L’article 311-12 du code pénal dispose que :

« Ne peut donner lieu à des poursuites pénales le vol commis par une personne :

1° Au préjudice de son ascendant ou de son descendant ;

2° Au préjudice de son conjoint, sauf lorsque les époux sont séparés de corps ou autorisés à résider séparément.

Le présent article n'est pas applicable :

a) Lorsque le vol porte sur des objets ou des documents indispensables à la vie quotidienne de la victime, tels que des documents d'identité, relatifs au titre de séjour ou de résidence d'un étranger, ou des moyens de paiement ou de télécommunication ;

b) Lorsque l'auteur des faits est le tuteur, le curateur, le mandataire spécial désigné dans le cadre d'une sauvegarde de justice, la personne habilitée dans le cadre d'une habilitation familiale ou le mandataire exécutant un mandat de protection future de la victime. »

L’article 314-4 du même code étend l’application des dispositions précitées à l’infraction d’abus de confiance. Cette immunité familiale s’applique, enfin, également à l’infraction d’escroquerie.

La jurisprudence rappelle régulièrement que l’immunité familiale est une exception aux règles générales et que, comme toute exception, elle doit être entendue de manière restrictive.

Mais l’article précité prévoit lui-même une exception à l’exception : même dans le strict cadre prévue par l’immunité familiale, celle-ci sera levée si le vol (ou les autres infractions visées) porte sur des objets ou documents indispensables à la vie quotidienne.

En effet, d’une part, l’exception prévue par le texte, et dans laquelle sont cités les « moyens de paiement » concerne uniquement « des objets ou documents indispensables à la vie quotidienne de la victime ». La liste d’exemples cités en suite n’a vocation qu’à illustrer que peuvent être de tels objets.

Il en ressort que cette liste n’est pas limitative, et que les objets listés ne seront exclus de l’immunité familiale que dans la mesure où il est établi par le juge qu’ils étaient indispensables à la vie quotidienne de la victime alléguée.

La Cour d’appel d’Amiens en a jugé ainsi, en retenant que :

« statuant sur le seul appel régulièrement interjeté par le Procureur de la République près le Tribunal correctionnel de COMPIEGNE, limité à la relaxe prononcée du chef de vol du carnet de chèques (ensuite utilisé) du fait de l’immunité familiale au préjudice de Bruneau C.

Attendu qu’effectivement la victime est le père du prévenu et que le vol de l’un de ses moyens de paiement ne l’a pas mis dans une situation de détresse susceptible de lever l’immunité familiale »

(CA Amiens, chambre correctionnelle, 25 avril 2008)

D’autre part, les « moyens de paiement » évoqués par l’article 311-12 précité recouvrent une notion bien précise : objet permettant d’effectuer des achats ou de régler des dépenses.
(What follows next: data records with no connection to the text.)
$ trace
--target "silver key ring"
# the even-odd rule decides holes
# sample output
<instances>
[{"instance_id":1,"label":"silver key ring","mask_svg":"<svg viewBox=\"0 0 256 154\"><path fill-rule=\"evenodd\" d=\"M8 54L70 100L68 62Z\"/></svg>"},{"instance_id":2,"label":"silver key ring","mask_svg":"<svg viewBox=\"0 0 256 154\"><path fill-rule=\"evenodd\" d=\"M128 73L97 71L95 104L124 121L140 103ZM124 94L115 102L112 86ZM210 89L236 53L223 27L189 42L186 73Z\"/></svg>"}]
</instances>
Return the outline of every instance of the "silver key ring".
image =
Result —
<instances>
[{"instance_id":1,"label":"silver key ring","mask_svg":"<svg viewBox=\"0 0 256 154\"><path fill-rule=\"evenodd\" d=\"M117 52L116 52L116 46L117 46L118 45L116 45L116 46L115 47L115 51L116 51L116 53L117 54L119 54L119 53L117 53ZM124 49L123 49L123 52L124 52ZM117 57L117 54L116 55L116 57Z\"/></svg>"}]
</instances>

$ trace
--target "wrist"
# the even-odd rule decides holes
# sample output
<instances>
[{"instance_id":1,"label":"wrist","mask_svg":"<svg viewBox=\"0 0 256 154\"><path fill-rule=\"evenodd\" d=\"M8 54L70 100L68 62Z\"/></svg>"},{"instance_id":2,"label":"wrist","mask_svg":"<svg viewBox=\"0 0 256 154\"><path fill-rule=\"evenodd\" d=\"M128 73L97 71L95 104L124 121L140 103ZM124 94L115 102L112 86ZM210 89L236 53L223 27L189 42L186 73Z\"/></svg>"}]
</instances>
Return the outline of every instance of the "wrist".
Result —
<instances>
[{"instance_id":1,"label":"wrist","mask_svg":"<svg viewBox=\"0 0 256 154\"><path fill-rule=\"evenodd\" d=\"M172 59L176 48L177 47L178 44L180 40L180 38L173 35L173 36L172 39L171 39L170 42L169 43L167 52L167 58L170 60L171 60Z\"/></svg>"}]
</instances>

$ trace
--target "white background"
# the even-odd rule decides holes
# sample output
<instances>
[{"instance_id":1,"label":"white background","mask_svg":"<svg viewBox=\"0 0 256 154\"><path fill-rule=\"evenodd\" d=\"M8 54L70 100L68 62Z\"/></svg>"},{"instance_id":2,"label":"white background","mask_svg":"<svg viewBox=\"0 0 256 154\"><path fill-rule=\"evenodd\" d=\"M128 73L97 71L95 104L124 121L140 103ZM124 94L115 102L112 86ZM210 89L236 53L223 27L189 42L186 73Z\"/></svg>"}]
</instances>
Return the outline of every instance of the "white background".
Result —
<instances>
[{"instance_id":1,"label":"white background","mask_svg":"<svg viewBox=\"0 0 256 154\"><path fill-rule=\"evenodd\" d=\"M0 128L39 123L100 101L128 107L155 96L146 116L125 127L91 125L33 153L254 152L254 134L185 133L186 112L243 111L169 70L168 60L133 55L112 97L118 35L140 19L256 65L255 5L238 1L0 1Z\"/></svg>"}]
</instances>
On comprend dès lors que les « moyens de paiement » recouvrent notamment et principalement des cartes bancaires ou des formules de chèques.

(cf. pour des détournements de formules de chèque CA Rouen, chambre correctionnelle, 12 décembre 2012, ou CA Douai, Chambre correctionnelle 4, 30 mars 2012).

En revanche, un chèque dument rempli par la prétendue victime au bénéfice d’une personne déterminée, ne constitue pas un moyen de paiement, dès lors qu’une fois rempli, il ne permet plus de régler des achats ou de payer des dettes, mais permet uniquement la remise de fonds au bénéficiaire à l’exclusion de tout autre. Il devient alors un paiement et non un moyen de paiement.

Par ailleurs, au regard de ce qui vient d’être énoncé, a fortiori, un chèque dument rempli par la victime alléguée, autrement dit un paiement, ne constitue pas un objet indispensable à la vie quotidienne.